Meghan Chase has a secret destiny; one she could never have imagined.
Something has always felt slightly off in Meghan’s life, ever since her father disappeared before her eyes when she was six. She has never quite fit in at school or at home.
When a dark stranger begins watching her from afar, and her prankster best friend becomes strangely protective of her, Meghan senses that everything she’s known is about to change.
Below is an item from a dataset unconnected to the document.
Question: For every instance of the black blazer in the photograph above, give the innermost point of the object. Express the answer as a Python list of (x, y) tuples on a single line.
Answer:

But she could never have guessed the truth – that she is the daughter of a mythical faery king and is a pawn in a deadly war. Now Meghan will learn just how far she’ll go to save someone she cares about, to stop a mysterious evil, no faery creature dare face; and to find love with a young prince who might rather see her dead than let her touch his icy heart.
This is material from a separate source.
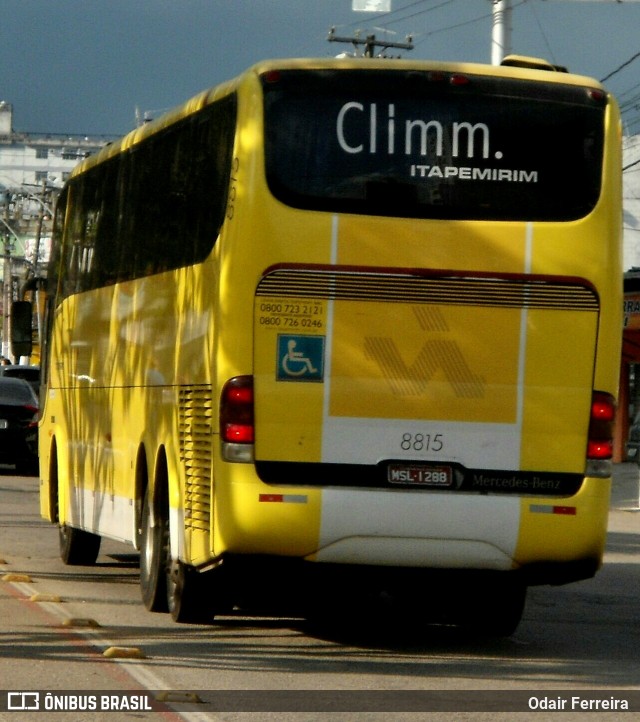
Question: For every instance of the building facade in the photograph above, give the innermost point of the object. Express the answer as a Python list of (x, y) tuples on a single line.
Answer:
[(33, 169)]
As you can probably tell, I like Julie Kagawa’s writing. I think she’s got a unique approach to storytelling, and takes older ideas and makes them into fresh stories. The Iron Fey series is built around the play ‘A Midsummer Nights Dream’ by Shakespeare (Which was one of the first plays I ever read), but focusing more on ‘illegitimate’ daughter of King Oberon – Meghan Chase.
It does follow the same outline of most teen novels – Lead character is an ordinary outcast within her life, suddenly discovers that is actually extraordinary in the grand scheme of things, goes on a quest to save the world, has a love interest. It’s true. Kagawa hits all those points, and creates angst between the characters of Robbie (Robin Goodfellow/Puck) and Prince Ash of the Unseelie (Winter) Court (Son of Queen Mab). There’s also an ‘Alice in Wonderland’ style character in Grimalkin, the cat, who provides sarcastic and hilarious remarks throughout the series.
Meghan, like a few other characters I’ve seen, is a very reluctant hero. She initially wants nothing more than to save her step-brother Ethan, but ends up being pulled into a world she doesn’t fully understand, and she ultimately, must save, in order for her world to remain unchanged.
I won’t give away too much more since it’ll ruin the book, but it’s a really lighthearted read if you’re looking for a quick series. The characters and writing pull you in and keep you entertained.